Diagnosing Slow Response Issues in Production Systems
A real-world incident analysis of slow responses in a WeChat platform, covering concurrency spikes, Tomcat limits, and database bottlenecks.
Diagnosing Slow Response Issues in Production Systems
A real-world incident analysis of slow responses in a WeChat platform, covering concurrency spikes, Tomcat limits, and database bottlenecks.
Problem Description
The system is a WeChat third-party platform that hosts Official Accounts and Mini Programs.

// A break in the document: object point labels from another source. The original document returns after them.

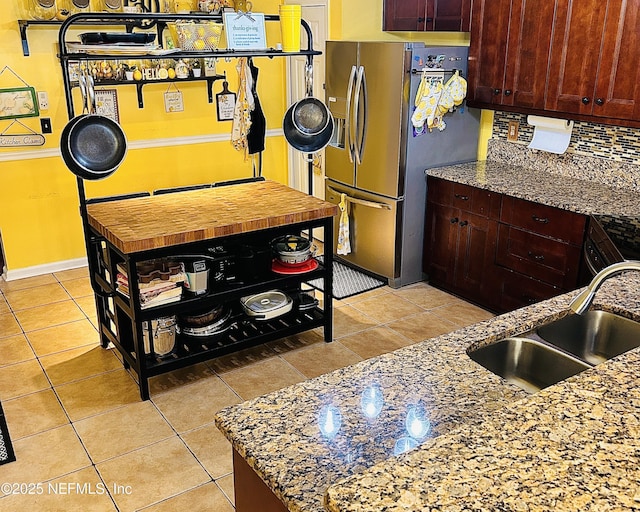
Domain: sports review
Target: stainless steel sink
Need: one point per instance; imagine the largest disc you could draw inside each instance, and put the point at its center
(529, 364)
(594, 336)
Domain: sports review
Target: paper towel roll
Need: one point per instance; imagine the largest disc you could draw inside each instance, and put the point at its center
(550, 134)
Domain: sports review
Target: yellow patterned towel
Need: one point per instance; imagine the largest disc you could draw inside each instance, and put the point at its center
(344, 245)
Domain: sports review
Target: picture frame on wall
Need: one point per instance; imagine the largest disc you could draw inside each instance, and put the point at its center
(18, 102)
(107, 104)
(245, 30)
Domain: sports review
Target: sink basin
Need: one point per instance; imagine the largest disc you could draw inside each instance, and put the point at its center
(529, 364)
(594, 336)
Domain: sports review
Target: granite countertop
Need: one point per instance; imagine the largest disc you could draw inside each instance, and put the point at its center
(340, 437)
(572, 446)
(568, 193)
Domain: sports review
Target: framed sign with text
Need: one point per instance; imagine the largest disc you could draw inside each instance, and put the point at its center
(107, 104)
(18, 102)
(245, 31)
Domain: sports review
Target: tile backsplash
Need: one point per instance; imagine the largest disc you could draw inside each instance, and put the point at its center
(602, 153)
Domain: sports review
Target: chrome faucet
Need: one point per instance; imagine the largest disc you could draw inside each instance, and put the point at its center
(584, 299)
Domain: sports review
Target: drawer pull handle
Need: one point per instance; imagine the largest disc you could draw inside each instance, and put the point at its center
(537, 257)
(541, 220)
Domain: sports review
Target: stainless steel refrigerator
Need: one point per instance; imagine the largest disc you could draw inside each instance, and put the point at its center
(376, 158)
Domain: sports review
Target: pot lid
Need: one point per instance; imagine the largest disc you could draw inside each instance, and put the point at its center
(265, 302)
(291, 244)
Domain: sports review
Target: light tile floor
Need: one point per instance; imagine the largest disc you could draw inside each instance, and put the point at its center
(85, 440)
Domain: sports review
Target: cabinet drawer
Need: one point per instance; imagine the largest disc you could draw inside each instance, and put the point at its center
(518, 291)
(476, 200)
(439, 191)
(544, 220)
(465, 197)
(548, 260)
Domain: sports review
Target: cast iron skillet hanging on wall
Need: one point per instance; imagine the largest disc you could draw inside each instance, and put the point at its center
(308, 123)
(92, 146)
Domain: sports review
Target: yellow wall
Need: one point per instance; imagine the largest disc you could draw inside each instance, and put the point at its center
(361, 20)
(39, 219)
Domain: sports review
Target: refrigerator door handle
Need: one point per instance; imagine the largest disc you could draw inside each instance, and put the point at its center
(348, 126)
(363, 202)
(361, 129)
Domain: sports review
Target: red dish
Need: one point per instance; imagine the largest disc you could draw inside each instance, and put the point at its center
(280, 268)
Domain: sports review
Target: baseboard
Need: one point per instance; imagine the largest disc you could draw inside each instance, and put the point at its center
(48, 268)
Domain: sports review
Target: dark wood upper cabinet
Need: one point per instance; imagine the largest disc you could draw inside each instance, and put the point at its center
(594, 61)
(427, 15)
(488, 51)
(528, 53)
(509, 53)
(557, 57)
(575, 54)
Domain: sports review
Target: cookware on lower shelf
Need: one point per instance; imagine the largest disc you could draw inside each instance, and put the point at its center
(280, 268)
(208, 323)
(292, 249)
(266, 305)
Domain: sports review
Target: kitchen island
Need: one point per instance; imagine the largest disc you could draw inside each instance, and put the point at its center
(225, 227)
(473, 440)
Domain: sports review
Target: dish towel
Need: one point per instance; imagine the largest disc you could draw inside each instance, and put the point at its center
(244, 105)
(344, 246)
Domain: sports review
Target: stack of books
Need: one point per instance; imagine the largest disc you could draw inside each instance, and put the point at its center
(155, 292)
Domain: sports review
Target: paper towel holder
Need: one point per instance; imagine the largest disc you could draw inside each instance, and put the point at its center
(550, 134)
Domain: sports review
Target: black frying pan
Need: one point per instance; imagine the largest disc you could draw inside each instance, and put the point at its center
(92, 146)
(308, 123)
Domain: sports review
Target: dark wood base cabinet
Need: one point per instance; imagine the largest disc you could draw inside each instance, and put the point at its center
(250, 492)
(497, 251)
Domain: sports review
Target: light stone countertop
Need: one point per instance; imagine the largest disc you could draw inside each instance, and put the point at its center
(568, 193)
(487, 444)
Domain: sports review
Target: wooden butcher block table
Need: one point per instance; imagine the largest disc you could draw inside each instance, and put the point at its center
(165, 220)
(123, 233)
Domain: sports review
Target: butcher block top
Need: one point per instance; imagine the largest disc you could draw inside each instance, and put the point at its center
(140, 224)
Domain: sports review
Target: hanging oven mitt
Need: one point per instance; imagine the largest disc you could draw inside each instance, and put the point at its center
(426, 109)
(457, 87)
(344, 245)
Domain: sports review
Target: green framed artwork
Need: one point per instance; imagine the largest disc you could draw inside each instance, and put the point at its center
(18, 102)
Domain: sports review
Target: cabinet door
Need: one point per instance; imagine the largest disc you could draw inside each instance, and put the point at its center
(439, 257)
(487, 51)
(421, 15)
(449, 15)
(617, 92)
(528, 53)
(575, 52)
(475, 256)
(405, 15)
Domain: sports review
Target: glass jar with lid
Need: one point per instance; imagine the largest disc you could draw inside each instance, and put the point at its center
(42, 10)
(74, 6)
(106, 5)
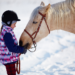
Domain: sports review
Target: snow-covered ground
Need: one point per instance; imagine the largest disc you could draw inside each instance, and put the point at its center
(55, 54)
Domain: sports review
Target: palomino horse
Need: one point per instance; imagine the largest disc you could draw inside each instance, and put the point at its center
(48, 18)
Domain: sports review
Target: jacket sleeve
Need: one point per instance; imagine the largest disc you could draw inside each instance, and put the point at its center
(10, 44)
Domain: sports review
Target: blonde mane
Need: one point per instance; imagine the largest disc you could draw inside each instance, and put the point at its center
(64, 11)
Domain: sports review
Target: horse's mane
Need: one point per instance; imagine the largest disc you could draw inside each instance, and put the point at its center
(63, 7)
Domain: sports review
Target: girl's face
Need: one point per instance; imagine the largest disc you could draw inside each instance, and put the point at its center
(13, 25)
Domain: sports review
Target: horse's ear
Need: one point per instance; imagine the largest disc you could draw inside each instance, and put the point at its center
(47, 8)
(42, 4)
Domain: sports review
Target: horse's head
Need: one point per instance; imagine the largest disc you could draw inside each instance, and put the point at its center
(32, 31)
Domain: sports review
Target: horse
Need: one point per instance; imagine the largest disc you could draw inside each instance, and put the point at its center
(46, 18)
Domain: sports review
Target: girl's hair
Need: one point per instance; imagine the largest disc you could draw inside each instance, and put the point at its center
(1, 29)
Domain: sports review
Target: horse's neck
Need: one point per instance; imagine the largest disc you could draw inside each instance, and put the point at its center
(62, 17)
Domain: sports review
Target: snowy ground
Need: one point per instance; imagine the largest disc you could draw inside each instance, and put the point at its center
(56, 56)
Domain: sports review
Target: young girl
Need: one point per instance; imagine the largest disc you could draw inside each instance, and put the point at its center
(9, 49)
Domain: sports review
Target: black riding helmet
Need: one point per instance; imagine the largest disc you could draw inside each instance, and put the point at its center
(9, 16)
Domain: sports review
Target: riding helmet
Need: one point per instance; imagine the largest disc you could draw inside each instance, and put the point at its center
(9, 16)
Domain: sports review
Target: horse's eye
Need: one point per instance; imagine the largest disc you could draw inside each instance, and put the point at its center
(34, 22)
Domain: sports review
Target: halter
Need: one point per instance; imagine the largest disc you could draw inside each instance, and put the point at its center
(31, 36)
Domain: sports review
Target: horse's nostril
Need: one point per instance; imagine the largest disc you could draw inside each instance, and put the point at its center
(20, 43)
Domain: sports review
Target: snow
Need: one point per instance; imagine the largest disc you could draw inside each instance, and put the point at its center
(55, 54)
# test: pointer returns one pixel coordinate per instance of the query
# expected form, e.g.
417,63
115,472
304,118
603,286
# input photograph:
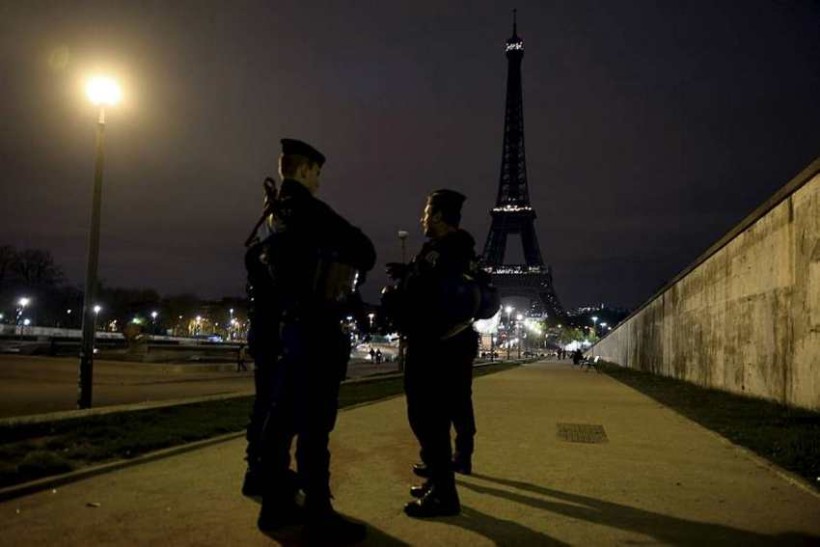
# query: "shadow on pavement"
500,531
291,536
664,528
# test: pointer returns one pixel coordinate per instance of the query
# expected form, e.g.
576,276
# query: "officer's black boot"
279,507
421,470
421,489
438,501
324,525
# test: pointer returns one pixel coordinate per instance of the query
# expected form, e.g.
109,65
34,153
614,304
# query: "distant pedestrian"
241,356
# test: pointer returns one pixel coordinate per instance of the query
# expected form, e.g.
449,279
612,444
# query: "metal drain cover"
582,433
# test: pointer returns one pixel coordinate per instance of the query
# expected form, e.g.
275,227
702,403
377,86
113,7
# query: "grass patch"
786,436
32,451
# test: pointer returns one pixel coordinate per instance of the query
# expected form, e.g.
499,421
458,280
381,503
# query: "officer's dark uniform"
264,313
441,345
312,249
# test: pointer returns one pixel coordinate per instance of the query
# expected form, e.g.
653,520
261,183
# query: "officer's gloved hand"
396,270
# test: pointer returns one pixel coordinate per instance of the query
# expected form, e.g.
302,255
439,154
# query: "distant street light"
403,240
102,92
518,318
509,310
23,302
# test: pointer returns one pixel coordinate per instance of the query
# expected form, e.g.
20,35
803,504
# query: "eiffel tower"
512,213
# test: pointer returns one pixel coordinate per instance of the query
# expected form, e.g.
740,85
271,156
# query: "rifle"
269,209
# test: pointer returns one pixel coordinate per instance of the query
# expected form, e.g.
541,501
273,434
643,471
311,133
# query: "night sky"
651,127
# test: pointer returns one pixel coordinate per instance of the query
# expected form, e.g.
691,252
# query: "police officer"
313,257
441,344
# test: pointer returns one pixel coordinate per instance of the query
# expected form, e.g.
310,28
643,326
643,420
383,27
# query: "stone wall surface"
745,317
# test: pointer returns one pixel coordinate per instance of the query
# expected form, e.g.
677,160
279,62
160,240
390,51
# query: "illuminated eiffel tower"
512,213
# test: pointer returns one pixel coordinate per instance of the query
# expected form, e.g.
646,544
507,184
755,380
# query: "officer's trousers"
434,387
304,404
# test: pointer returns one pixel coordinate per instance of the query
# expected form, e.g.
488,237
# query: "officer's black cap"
299,148
448,202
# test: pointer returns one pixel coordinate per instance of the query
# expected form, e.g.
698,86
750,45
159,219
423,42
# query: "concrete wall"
745,317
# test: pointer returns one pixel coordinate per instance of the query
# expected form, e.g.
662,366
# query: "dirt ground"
34,384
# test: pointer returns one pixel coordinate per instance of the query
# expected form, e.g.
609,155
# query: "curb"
45,483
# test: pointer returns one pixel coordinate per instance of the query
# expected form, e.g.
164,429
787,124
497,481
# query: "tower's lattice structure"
512,213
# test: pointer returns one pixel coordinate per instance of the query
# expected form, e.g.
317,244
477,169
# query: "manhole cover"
582,433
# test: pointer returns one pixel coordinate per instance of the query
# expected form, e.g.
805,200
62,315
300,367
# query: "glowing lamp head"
103,91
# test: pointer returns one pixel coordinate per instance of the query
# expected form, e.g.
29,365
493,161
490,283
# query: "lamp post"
102,92
23,302
518,318
509,310
403,241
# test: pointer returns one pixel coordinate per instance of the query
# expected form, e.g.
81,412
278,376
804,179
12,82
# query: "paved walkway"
659,479
33,385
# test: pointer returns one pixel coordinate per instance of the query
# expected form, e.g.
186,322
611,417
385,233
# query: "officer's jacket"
309,240
436,293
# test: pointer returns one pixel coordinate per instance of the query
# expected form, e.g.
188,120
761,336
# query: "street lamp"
509,310
102,92
403,240
518,318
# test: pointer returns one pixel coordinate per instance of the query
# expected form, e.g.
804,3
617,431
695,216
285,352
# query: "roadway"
36,384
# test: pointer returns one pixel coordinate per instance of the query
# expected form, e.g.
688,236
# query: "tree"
35,268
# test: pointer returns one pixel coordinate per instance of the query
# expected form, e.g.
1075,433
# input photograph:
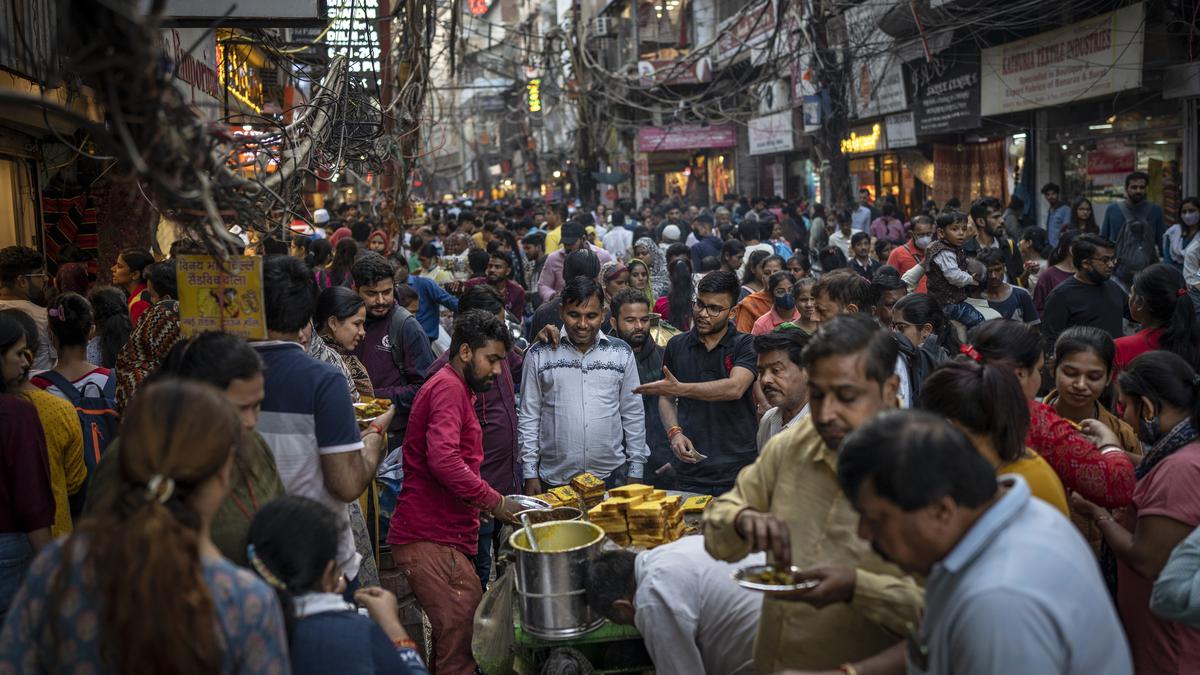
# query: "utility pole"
833,77
585,143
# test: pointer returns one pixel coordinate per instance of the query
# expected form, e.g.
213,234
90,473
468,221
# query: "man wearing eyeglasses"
1091,297
706,399
23,285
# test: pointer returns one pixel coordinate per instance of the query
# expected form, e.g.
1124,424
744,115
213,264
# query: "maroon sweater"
443,491
27,502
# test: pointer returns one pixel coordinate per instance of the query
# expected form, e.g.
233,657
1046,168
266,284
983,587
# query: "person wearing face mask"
1180,236
1133,208
781,288
1090,297
1159,394
912,252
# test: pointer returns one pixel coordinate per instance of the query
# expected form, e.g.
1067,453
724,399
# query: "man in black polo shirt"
706,396
1091,297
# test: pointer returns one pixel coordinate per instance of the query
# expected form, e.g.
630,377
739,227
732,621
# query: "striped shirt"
579,411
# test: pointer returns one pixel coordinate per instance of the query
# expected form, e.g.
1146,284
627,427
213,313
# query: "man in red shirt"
913,250
435,529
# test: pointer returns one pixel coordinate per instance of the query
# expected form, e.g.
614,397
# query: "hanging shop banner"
864,139
685,137
193,53
229,299
879,85
1110,161
1095,58
772,133
949,102
900,130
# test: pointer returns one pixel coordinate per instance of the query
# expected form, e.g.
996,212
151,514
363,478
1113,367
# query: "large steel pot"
552,581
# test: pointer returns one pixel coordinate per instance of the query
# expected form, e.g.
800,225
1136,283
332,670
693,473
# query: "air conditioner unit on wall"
604,27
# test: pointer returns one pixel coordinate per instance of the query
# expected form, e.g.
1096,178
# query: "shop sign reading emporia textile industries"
1093,58
223,296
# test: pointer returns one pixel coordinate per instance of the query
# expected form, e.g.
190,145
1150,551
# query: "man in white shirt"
783,378
23,286
863,214
693,617
844,233
579,411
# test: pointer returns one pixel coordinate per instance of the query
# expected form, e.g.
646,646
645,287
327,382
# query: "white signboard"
193,52
1095,58
879,85
239,10
772,133
901,131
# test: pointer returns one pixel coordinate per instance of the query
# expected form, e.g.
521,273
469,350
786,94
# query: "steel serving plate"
744,578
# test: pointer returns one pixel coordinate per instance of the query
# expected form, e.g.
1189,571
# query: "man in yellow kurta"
789,503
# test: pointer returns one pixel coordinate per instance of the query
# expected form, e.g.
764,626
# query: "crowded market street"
570,338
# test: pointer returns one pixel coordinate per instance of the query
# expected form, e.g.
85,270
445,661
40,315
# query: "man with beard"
499,276
706,398
783,380
497,414
1090,297
23,282
930,502
435,527
1133,208
990,233
789,503
631,323
395,350
569,393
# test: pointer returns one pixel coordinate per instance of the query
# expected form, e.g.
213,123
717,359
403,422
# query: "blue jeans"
16,555
964,314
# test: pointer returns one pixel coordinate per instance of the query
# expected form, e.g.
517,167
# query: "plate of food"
369,410
529,503
772,579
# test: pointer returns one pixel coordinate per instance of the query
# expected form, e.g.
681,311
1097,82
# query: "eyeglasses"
711,310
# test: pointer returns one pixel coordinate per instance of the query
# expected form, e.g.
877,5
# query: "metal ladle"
529,537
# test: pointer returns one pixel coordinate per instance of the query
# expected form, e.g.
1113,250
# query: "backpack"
97,413
1135,248
396,340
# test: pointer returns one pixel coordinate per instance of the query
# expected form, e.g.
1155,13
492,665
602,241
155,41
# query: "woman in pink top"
888,226
781,287
1161,398
1161,304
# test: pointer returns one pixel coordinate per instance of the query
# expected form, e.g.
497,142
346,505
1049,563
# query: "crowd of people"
976,437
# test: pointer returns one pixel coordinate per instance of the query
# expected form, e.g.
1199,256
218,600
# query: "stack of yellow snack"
654,523
610,517
696,503
589,488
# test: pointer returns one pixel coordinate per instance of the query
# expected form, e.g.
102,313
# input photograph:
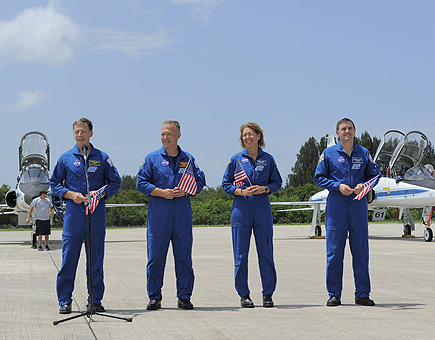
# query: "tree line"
212,206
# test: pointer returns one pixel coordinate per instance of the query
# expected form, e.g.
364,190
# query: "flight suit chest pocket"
357,163
162,171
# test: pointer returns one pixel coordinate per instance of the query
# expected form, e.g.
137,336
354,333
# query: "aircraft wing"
311,204
316,206
5,207
115,205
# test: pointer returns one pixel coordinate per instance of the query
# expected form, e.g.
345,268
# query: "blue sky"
294,67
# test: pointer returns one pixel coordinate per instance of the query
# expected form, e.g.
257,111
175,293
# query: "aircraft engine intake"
11,198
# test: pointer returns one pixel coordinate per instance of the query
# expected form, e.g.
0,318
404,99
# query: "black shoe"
184,304
267,301
364,302
333,301
65,309
154,304
98,307
246,302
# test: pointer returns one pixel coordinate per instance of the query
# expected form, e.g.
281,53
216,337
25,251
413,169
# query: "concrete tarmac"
402,273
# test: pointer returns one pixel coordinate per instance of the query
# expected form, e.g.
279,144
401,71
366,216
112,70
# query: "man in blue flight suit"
69,182
342,169
169,216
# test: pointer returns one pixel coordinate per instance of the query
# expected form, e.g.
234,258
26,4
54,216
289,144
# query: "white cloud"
135,44
47,35
202,8
26,100
40,34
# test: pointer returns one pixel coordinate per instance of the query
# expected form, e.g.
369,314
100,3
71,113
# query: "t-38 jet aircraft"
34,166
405,184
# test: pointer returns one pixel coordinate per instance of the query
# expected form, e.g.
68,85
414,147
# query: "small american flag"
95,199
187,181
366,187
239,174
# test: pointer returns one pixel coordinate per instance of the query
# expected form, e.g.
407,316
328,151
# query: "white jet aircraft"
405,184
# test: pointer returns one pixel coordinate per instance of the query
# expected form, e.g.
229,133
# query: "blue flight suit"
168,220
253,213
69,175
344,215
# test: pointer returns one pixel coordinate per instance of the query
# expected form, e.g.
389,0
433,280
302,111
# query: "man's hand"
358,189
168,193
179,192
255,190
345,189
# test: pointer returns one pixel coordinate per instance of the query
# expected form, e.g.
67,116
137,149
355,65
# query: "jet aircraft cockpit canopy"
409,153
400,156
384,154
34,148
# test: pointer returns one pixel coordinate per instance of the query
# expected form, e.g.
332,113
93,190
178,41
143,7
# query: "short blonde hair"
83,121
257,129
170,122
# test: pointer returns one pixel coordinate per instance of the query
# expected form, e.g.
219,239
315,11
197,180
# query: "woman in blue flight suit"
168,220
69,177
251,211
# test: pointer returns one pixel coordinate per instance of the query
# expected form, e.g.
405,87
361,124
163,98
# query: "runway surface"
402,273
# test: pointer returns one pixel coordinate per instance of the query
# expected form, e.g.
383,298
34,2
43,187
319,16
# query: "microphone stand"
91,308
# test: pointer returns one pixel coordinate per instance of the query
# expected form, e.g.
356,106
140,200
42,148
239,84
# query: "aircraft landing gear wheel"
428,235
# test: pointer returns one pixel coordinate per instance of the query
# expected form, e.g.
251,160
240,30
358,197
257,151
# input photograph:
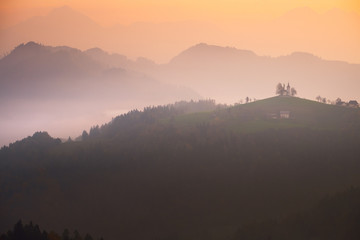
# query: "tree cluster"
285,91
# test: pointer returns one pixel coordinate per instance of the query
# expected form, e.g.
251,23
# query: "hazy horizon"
156,43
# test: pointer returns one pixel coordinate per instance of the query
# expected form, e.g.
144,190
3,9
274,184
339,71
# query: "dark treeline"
32,232
219,174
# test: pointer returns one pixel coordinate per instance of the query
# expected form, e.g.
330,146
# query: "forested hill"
190,171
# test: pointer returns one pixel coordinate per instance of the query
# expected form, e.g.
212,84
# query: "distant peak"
96,50
28,46
64,8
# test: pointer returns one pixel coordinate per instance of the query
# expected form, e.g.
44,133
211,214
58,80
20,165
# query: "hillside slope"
184,171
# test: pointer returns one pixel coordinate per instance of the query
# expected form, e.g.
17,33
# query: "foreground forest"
194,170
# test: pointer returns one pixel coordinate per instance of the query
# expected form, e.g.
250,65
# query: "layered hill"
191,170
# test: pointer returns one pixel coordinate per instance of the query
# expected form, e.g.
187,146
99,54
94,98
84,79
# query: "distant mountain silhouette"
194,170
60,88
332,35
228,74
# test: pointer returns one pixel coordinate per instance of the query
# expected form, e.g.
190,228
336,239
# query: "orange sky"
244,24
109,12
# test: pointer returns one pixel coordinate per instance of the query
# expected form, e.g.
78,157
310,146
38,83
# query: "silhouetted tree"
66,235
84,135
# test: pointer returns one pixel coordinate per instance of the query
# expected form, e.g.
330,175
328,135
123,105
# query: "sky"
329,29
109,12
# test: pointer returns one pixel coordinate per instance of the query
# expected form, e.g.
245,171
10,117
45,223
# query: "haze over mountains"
63,90
67,89
332,35
194,171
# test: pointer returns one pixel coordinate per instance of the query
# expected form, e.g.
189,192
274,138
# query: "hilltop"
191,170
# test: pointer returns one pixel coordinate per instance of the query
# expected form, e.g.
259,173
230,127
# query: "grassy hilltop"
194,170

One evening around 7:00 PM, multiple account administrators reported that their official accounts kept showing:
“The service provided by this account is temporarily unavailable.”
Manual verification confirmed the issue, and the problem was system-wide, not isolated.
Problem Investigation
Verify the Issue
Repeated requests all returned the same error message, indicating a global service failure.
Check Web Service Logs
Error Logs
Several exceptions were found in the backend logs:
Error 1:
java.io.IOException: APR error: -32
...Error 2:
java.lang.IllegalStateException: getOutputStream() has already been called for this response
...Initially, it was suspected that WeChat terminated requests after a 5-second timeout.
Analyze Access Logs
Response Time Analysis
Access logs showed that request durations were not exceeding 5 seconds.
QPS Analysis
Real-time log inspection revealed:
- Incoming requests were returning 404
- Requests were being rejected by Tomcat
Tomcat configuration:
<Connector
port="31542"
maxThreads="150"
acceptCount="200"
connectionTimeout="40000" />Key limits:
maxThreads: 150acceptCount: 200
When concurrency exceeded these limits, requests were rejected.
Concurrency Analysis
Peak concurrency reached 400+ requests per second, exceeding server capacity.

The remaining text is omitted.